Pero en los aborígenes poco a poco se fue gestando el grito de Independencia, el pueblo se cansó de la sumisión a España, se miraba a los nacidos en estas tierras, como seres inferiores a los del  Imperio Español. Los criollos poco a poco se organizaron: los hermanos Gutiérrez de Piñeres, Pedro Romero (cubano), José María García de Toledo, José Fernández de la Madrid, Manuel Rodríguez Torices, Ignacio Muñoz (el Tuerto Muñoz) y otros. El 11 de Noviembre de 1811, el pueblo organizado por Pedro Romero y los hermanos Piñeres, salieron de Getsemaní y exigieron a la Junta de Gobierno, declarar la Independencia Absoluta de España. 
Es memorable por su crueldad el Sitio de Cartagena, en 1815 España envió un ejército de 20.000 hombres al mando de Pablo Morillo, quien sitió a la ciudad por espacio de 106 días. Después de haber resistido valientemente, la ciudad fue vencida por el hambre, las enfermedades, murieron alrededor de 7.000 cartageneros de los 13.000 que habitaban la ciudad. De  aquel sitio recordando los sucesos encontramos el Camellón de los Mártires. 

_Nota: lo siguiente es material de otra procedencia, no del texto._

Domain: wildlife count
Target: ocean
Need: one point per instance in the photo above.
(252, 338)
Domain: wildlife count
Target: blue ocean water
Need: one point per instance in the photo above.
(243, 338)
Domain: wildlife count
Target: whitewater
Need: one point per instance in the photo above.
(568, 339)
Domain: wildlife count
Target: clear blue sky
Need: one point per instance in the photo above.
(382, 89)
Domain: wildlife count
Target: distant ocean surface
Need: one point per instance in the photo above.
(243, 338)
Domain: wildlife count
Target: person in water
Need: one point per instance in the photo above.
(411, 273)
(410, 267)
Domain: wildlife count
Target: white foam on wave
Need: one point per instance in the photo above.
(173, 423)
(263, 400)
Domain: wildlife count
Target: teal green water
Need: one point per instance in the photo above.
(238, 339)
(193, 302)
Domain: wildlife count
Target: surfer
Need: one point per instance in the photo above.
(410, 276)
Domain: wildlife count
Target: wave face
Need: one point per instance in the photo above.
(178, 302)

«Recordar la historia, se hace necesario, para mirarla como parte de nuestras vidas y crear el sentido de pertenencia», remató la profesora.

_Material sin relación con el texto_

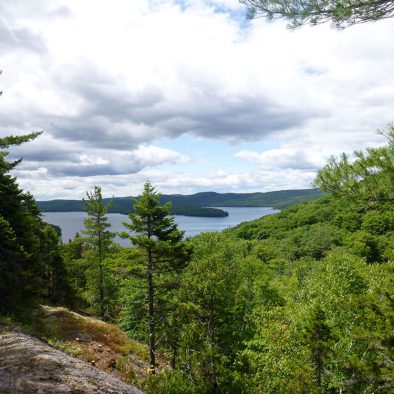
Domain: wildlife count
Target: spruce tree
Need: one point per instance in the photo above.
(20, 230)
(97, 235)
(163, 252)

Uno de los señores que iba en su automóvil, se bajó, y tomó al Pelícano y lo montó en la acera para que pudiera caminar con tranquilidad, sin faltar quienes gritaban que lo  trasladaran a un organismo oficial  de protección animal. 
         
        Juan V Gutierrez Magallanes, Escritor
Todo aquella vocinglería, parece que tuvo eco en el llanto de un niño que iba con sus padres, se hizo estridente, y lograba balbucear frases de atención para el pobre pelícano, detuvieron el auto y lo subieron sin importarles el lodo. Al poco tiempo ya estaban en un Centro de Protección, lo examinaron y encontraron en una de sus patas una plaquita, es decir, un animal pionero para la investigación de las posibles migraciones que pueden hacer estas aves, cuyo nombre científico es Pelecanus onocrotalus».
La historia que contaba la Maestra, se unió a la travesía dramática del alcatraz. Los niños volvieron a sonreír al contemplar la protección que se le brindaba al pelícano…   
De algún rincón del corazón la solidaridad  había vuelto a renacer.